He explained that RUSADA had used a rule established within the Court of Arbitration for Sport relating to a cycling case in which competition results were related only to the blood reading at the time, with a window of a month before or after.
"You can say, 'This blood value at the World Championships is normal.
"'So why disqualify?'"
But there are a lot of pros and cons to the argument.
Obviously when you have an athlete for whom eight out of 10 values are abnormal you say well it is more likely than not that the athlete dopes all his career, especially when you can bring in historical data as we have in the IAAF.
"We are going to look at these profiles before we are reaching full decision," said Capdevielle.
"We are going to send information to our experts and legal counsel and decide in the next week or two whether we have a different view on this.
"And whether the 2011 results should be disqualified."
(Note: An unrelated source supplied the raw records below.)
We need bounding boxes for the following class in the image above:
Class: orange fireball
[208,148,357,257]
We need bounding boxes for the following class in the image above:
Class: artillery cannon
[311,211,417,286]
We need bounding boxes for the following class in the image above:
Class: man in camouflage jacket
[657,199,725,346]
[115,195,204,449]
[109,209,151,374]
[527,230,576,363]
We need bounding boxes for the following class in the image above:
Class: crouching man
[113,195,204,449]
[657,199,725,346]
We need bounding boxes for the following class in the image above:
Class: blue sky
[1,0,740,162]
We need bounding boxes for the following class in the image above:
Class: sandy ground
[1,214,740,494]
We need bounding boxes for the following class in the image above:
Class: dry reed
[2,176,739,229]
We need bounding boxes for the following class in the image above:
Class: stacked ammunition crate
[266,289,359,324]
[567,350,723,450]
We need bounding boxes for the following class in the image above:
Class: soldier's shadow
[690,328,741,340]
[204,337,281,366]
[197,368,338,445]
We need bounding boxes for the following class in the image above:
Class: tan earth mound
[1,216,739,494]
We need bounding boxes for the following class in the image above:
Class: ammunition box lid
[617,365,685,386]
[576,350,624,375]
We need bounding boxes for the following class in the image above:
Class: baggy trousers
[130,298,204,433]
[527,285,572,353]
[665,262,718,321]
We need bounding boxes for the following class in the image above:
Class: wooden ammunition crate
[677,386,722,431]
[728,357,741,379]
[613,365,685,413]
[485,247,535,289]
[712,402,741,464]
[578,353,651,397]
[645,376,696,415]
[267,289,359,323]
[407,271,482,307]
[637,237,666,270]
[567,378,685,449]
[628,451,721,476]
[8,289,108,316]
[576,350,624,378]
Among those awaiting the ruling with keen interest will be Britain's Olympic heptathlon champion Jessica Ennis, who took silver behind Chernova at the 2011 IAAF World Championships in Daegu.
Meanwhile, Capdevielle has revealed that nine Turkish coaches were sanctioned last year following a mass of doping cases within the domestic sport, with suspensions following for stars such as Nevin Yanit, the double European 100m hurdles champion.
"In Turkey in 2013 and 2014 we had 45-50 cases of doping," said Capdevielle.
"So we sat down with the Turkish Athletic Federation and said, 'OK guys, you have got to do something about it.
"'You cannot only do one case after another.
"'You have to interview each athlete one-by-one, and ask him or her all the background information which allows you to find the real source of the problem.'
"And they did and they sanctioned nine coaches last year.
"And this is really something positive and where we at the IAAF need the support of the Federation or the national doping agency to do."